La imagen tenía poca resolución y estaba tomada desde muy lejos, pero aún así se alcanzaba a ver una figura esbelta, el cabello recogido en un moño alto, la línea perfecta de la mandíbula y un cuello blanco como la nieve adornado con diamantes que relucían bajo la luz.
El chat estalló.
-¡Dios, ese perfil! ¡Parece una estrella de cine!
-Jaja, se parece a mi ex...
-Hermosa, sí, pero hay algo familiar en ella. Dicen que estudió Finanzas, ¿será de nuestra facultad?
-¡No jodas! ¡Mírenla bien! ¿No se parece a la reina del campus de nuestro año? ¿A Camila Rivas?
-Imposible, ¿no? Camila se casó con Alejandro Jiménez, ¿cómo va a ser la heredera de los Díaz?

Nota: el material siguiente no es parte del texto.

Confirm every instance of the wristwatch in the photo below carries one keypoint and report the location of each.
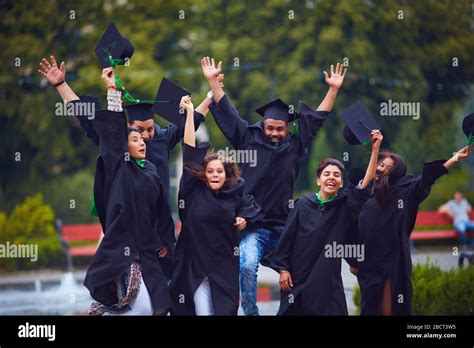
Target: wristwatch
(210, 96)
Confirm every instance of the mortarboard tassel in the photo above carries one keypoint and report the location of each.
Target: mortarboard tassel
(113, 63)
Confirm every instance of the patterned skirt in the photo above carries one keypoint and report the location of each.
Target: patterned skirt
(127, 287)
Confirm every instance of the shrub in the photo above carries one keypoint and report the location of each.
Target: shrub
(31, 223)
(438, 292)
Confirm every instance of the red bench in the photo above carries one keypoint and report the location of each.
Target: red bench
(82, 233)
(441, 226)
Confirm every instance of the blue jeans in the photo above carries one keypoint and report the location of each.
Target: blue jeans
(461, 227)
(253, 246)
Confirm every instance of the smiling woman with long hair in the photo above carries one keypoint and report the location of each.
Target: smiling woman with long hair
(213, 210)
(125, 276)
(385, 223)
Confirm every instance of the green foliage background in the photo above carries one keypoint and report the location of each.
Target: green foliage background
(438, 292)
(407, 60)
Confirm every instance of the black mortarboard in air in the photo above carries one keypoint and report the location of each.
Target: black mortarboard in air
(359, 124)
(86, 105)
(278, 110)
(139, 112)
(167, 101)
(112, 43)
(468, 127)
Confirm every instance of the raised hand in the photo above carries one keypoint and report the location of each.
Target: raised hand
(376, 138)
(337, 77)
(209, 69)
(186, 103)
(51, 72)
(464, 152)
(109, 77)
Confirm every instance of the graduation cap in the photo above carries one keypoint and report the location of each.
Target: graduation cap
(468, 128)
(167, 101)
(355, 176)
(359, 124)
(278, 110)
(113, 44)
(139, 112)
(85, 99)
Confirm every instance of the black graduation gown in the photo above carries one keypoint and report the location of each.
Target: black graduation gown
(134, 213)
(385, 234)
(208, 242)
(158, 148)
(271, 180)
(158, 153)
(317, 282)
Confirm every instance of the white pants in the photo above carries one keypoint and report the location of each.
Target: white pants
(142, 304)
(203, 299)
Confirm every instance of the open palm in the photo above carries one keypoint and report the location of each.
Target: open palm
(209, 68)
(337, 77)
(51, 71)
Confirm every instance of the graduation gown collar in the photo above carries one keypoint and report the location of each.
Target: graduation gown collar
(340, 197)
(237, 189)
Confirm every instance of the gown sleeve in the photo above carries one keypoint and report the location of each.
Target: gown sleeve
(309, 123)
(249, 209)
(355, 200)
(280, 259)
(235, 129)
(165, 224)
(111, 128)
(85, 120)
(173, 133)
(419, 189)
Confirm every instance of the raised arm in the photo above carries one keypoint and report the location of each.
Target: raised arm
(57, 77)
(334, 82)
(211, 73)
(189, 131)
(460, 155)
(111, 125)
(203, 108)
(376, 139)
(310, 120)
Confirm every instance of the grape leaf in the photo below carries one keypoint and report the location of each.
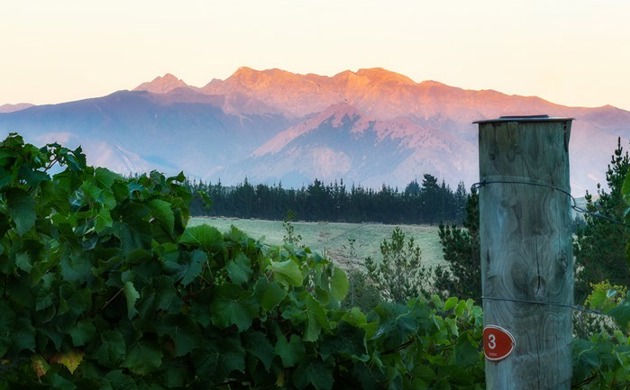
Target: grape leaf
(143, 358)
(239, 268)
(132, 295)
(287, 272)
(21, 208)
(291, 352)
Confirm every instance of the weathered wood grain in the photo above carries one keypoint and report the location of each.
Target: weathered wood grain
(526, 249)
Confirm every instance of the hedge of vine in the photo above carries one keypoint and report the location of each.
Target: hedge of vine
(104, 286)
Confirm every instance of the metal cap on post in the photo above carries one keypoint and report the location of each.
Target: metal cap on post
(526, 251)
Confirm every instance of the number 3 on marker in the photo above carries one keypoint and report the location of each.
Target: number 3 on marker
(492, 341)
(498, 343)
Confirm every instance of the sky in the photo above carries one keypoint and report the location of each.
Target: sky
(571, 52)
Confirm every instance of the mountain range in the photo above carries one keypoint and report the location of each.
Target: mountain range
(369, 127)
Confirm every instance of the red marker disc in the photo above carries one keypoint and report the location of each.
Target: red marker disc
(498, 343)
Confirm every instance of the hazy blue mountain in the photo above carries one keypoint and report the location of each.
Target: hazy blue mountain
(367, 127)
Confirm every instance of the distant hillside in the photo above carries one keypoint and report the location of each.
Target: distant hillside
(370, 127)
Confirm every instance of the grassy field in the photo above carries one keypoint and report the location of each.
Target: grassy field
(332, 239)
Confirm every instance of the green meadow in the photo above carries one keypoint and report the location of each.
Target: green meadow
(333, 239)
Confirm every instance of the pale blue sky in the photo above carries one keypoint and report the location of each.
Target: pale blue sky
(572, 52)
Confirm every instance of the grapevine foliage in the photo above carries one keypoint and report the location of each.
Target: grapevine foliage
(105, 286)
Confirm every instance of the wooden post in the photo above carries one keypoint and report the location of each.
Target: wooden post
(526, 251)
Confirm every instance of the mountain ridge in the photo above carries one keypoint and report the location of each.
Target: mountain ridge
(372, 126)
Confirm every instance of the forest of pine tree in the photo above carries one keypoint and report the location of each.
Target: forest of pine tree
(428, 202)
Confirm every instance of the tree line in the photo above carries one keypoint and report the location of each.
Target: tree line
(427, 202)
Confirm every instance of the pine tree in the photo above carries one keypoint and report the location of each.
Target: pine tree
(399, 275)
(462, 276)
(600, 245)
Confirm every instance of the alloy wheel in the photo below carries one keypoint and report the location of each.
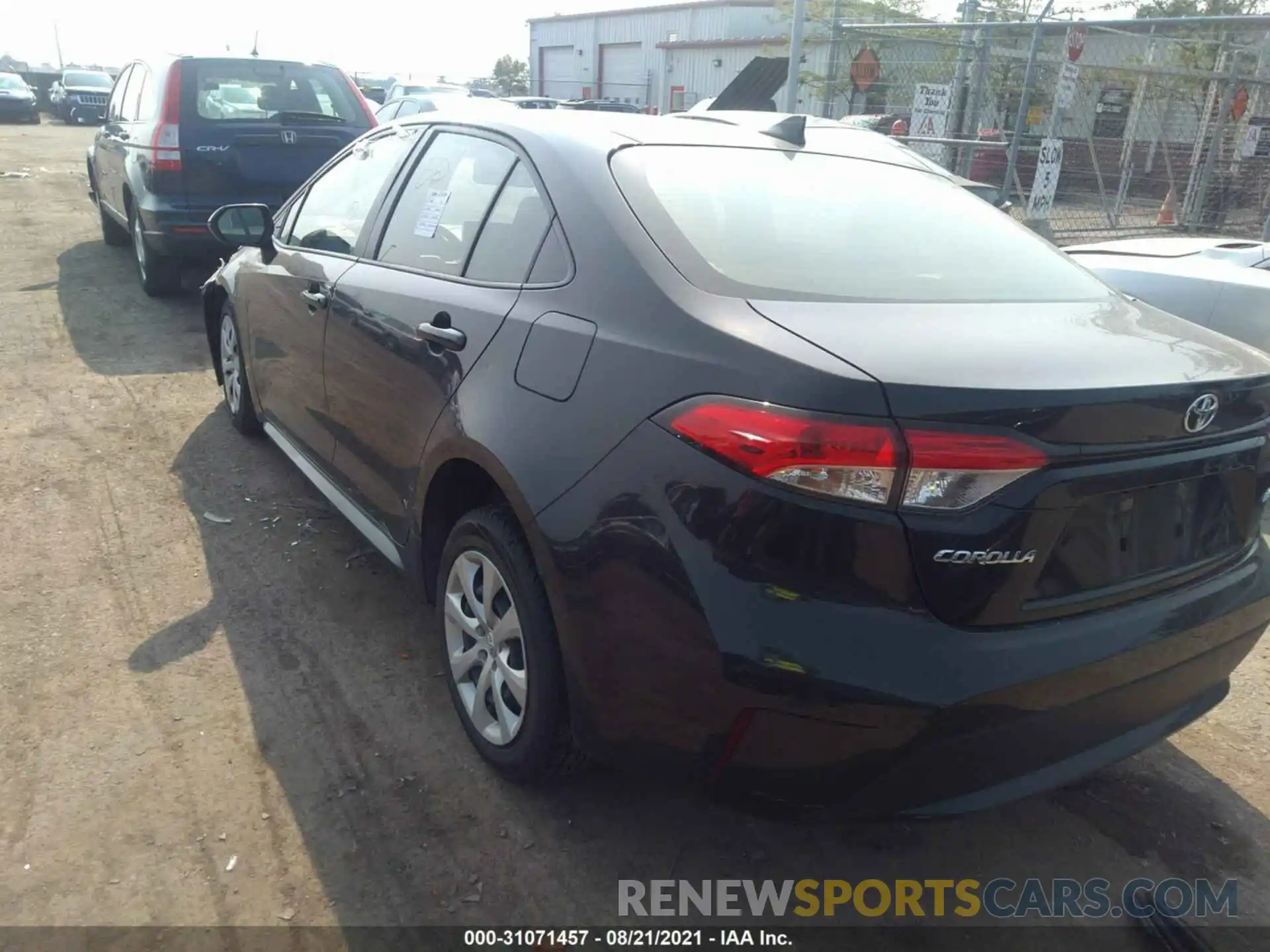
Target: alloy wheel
(486, 648)
(232, 365)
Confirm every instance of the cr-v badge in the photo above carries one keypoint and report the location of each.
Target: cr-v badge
(994, 556)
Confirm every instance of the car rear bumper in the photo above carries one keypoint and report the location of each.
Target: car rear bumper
(178, 231)
(693, 635)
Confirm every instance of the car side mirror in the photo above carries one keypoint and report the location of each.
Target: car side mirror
(238, 225)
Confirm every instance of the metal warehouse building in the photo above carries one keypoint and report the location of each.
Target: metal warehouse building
(657, 58)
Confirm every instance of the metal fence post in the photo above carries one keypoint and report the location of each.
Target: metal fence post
(1024, 100)
(982, 58)
(792, 81)
(1214, 145)
(831, 88)
(969, 8)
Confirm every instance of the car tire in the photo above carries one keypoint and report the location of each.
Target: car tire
(488, 543)
(112, 233)
(159, 274)
(234, 385)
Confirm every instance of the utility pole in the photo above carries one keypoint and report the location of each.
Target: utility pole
(831, 91)
(795, 56)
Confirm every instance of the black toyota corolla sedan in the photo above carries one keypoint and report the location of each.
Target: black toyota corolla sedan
(807, 473)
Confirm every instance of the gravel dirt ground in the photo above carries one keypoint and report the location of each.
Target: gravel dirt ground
(177, 692)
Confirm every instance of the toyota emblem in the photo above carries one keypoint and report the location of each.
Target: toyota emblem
(1201, 413)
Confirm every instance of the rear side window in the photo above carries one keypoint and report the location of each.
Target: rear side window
(338, 204)
(114, 106)
(131, 110)
(785, 225)
(441, 208)
(512, 233)
(258, 91)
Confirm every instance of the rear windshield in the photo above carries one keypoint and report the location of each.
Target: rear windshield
(786, 225)
(88, 79)
(257, 91)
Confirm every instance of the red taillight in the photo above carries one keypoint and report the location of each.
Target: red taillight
(361, 100)
(956, 470)
(857, 461)
(845, 460)
(167, 140)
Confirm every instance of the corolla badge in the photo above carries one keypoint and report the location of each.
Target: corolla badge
(992, 556)
(1201, 413)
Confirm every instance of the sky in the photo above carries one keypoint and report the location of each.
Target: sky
(455, 40)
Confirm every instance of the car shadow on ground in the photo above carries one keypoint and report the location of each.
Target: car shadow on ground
(402, 820)
(114, 328)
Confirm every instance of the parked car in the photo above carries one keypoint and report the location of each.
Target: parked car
(863, 494)
(532, 102)
(883, 124)
(407, 106)
(411, 89)
(79, 95)
(185, 136)
(607, 106)
(1221, 284)
(17, 99)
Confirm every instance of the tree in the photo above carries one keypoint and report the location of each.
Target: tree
(512, 77)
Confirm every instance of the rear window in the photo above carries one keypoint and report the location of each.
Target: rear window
(258, 91)
(785, 225)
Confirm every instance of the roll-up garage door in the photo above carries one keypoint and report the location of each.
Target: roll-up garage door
(558, 69)
(621, 73)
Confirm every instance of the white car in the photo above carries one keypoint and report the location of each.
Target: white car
(1221, 284)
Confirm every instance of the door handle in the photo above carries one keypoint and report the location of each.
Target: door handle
(440, 333)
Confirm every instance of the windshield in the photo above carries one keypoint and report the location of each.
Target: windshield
(788, 225)
(98, 80)
(251, 91)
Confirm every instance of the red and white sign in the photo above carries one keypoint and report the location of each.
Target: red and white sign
(1076, 37)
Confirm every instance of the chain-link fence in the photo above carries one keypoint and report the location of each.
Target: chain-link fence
(1123, 126)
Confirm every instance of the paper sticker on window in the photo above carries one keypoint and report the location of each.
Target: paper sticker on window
(429, 218)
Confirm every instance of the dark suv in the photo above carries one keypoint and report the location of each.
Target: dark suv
(186, 136)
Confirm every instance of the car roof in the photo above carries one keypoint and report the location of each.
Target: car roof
(603, 131)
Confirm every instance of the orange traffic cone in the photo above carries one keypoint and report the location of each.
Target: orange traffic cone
(1169, 211)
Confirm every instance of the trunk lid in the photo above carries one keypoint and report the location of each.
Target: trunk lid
(1132, 502)
(254, 131)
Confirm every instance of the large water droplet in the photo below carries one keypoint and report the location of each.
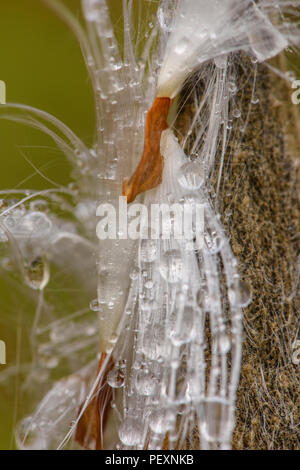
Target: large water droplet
(37, 273)
(191, 176)
(160, 421)
(183, 331)
(130, 432)
(115, 377)
(216, 423)
(182, 46)
(224, 343)
(95, 305)
(212, 242)
(146, 384)
(171, 266)
(148, 250)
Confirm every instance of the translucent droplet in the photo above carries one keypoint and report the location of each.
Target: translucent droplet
(212, 242)
(153, 345)
(95, 305)
(37, 274)
(115, 378)
(221, 61)
(224, 343)
(182, 46)
(191, 176)
(160, 421)
(232, 88)
(183, 331)
(146, 384)
(149, 250)
(216, 423)
(130, 432)
(134, 273)
(171, 266)
(236, 113)
(202, 297)
(37, 224)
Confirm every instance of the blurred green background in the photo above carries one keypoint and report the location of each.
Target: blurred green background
(42, 66)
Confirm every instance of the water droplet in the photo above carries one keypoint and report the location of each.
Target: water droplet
(191, 176)
(236, 113)
(37, 273)
(182, 46)
(37, 224)
(212, 242)
(146, 384)
(153, 345)
(232, 88)
(161, 421)
(95, 305)
(183, 331)
(134, 273)
(216, 422)
(130, 432)
(224, 343)
(171, 266)
(148, 250)
(116, 378)
(221, 61)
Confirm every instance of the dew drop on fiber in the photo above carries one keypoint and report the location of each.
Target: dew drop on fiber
(191, 176)
(37, 273)
(146, 384)
(183, 331)
(95, 305)
(130, 432)
(182, 46)
(148, 250)
(115, 378)
(171, 266)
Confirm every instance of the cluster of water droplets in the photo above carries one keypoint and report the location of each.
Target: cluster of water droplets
(180, 331)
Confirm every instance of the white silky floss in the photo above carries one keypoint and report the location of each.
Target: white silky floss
(203, 30)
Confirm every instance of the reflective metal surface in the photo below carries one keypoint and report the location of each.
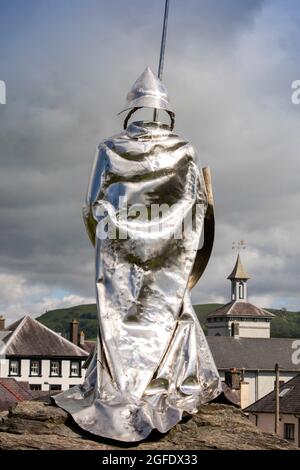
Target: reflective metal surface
(148, 92)
(145, 210)
(152, 361)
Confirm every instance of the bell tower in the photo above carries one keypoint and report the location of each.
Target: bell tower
(238, 279)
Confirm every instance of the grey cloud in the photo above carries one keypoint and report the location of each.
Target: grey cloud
(67, 78)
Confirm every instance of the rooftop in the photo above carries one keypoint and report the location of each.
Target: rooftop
(28, 337)
(252, 353)
(289, 394)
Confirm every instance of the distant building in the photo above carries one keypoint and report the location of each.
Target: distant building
(262, 412)
(239, 317)
(33, 353)
(239, 339)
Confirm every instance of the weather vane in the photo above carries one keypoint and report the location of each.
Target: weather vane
(151, 363)
(240, 245)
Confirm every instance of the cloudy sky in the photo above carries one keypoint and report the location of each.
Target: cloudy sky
(68, 65)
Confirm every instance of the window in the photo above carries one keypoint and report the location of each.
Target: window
(241, 290)
(15, 367)
(55, 368)
(35, 387)
(35, 368)
(289, 431)
(55, 387)
(75, 369)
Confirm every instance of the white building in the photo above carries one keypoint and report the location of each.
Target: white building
(31, 352)
(262, 412)
(239, 339)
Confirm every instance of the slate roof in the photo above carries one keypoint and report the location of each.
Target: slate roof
(239, 271)
(12, 391)
(252, 353)
(240, 309)
(289, 401)
(28, 337)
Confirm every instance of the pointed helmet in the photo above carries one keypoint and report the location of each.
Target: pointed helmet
(148, 92)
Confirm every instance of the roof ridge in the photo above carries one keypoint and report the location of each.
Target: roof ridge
(16, 395)
(57, 334)
(14, 333)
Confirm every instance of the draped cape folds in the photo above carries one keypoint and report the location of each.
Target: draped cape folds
(151, 361)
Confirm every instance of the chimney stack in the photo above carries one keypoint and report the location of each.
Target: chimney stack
(233, 378)
(74, 332)
(2, 323)
(81, 338)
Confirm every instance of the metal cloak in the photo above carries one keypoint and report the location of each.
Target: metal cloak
(151, 362)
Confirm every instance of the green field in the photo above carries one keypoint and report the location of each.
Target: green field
(285, 324)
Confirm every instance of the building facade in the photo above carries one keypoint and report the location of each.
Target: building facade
(239, 338)
(33, 353)
(262, 412)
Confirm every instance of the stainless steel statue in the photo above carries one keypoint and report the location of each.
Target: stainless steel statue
(145, 210)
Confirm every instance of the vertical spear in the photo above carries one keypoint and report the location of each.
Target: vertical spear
(162, 49)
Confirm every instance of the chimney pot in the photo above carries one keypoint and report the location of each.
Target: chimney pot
(74, 332)
(2, 323)
(81, 338)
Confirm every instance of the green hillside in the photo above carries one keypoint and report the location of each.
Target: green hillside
(285, 324)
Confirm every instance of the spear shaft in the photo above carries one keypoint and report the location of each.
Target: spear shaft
(162, 49)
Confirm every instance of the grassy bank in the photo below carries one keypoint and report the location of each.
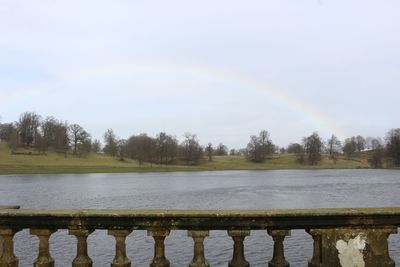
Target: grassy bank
(96, 163)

El que publicó la foto terminó de hablar, y el chat volvió a explotar con rumores.
Todos los temas giraban en torno a la misteriosa señorita Díaz.
El nombre "Camila" apareció de golpe en la pantalla de Alejandro.
Frunció el ceño y, sin pensarlo, dio clic a la imagen para ampliarla.
Pero antes de que la foto terminara de cargarse, una llamada interrumpló la pantalla.
Era de Laura.
Apenas Alejandro contestó, lo único que escuchó fue el llanto de la mujer.
-¿Qué pasa? ¿Qué ocurrió? -preguntó con el corazón encogido, la voz llena de urgencia.
Pero, por más que insistió, Laura solo lloraba y no decía una palabra.
Desesperado, Alejandro trató de calmarla:
-¿Dónde estás? ¿En casa? Voy para allá ahora mismo, ¿de acuerdo?
No alcanzó a terminar la frase cuando la llamada se cortó.
El pánico lo invadió. No le importó que la cena de negocios no hubiera terminado; dio un par de órdenes rápidas a su asistente y se disculpó con los clientes antes de salir.
Solo podía pensar en que a Laura le había pasado algo, y el miedo lo atravesó como un cuchillo.
Por suerte, no bebía al atender a los clientes.
Mientras conducía a toda velocidad, seguía llamándola una y otra vez.
Tras varios intentos, por fin alguien respondió.
-Laura, ¿qué te pasa...? -dijo con voz quebrada.
-No soy Laura. Soy Lucía Serrano. Ven al Bar Q; está tan borracha que apenas puede más.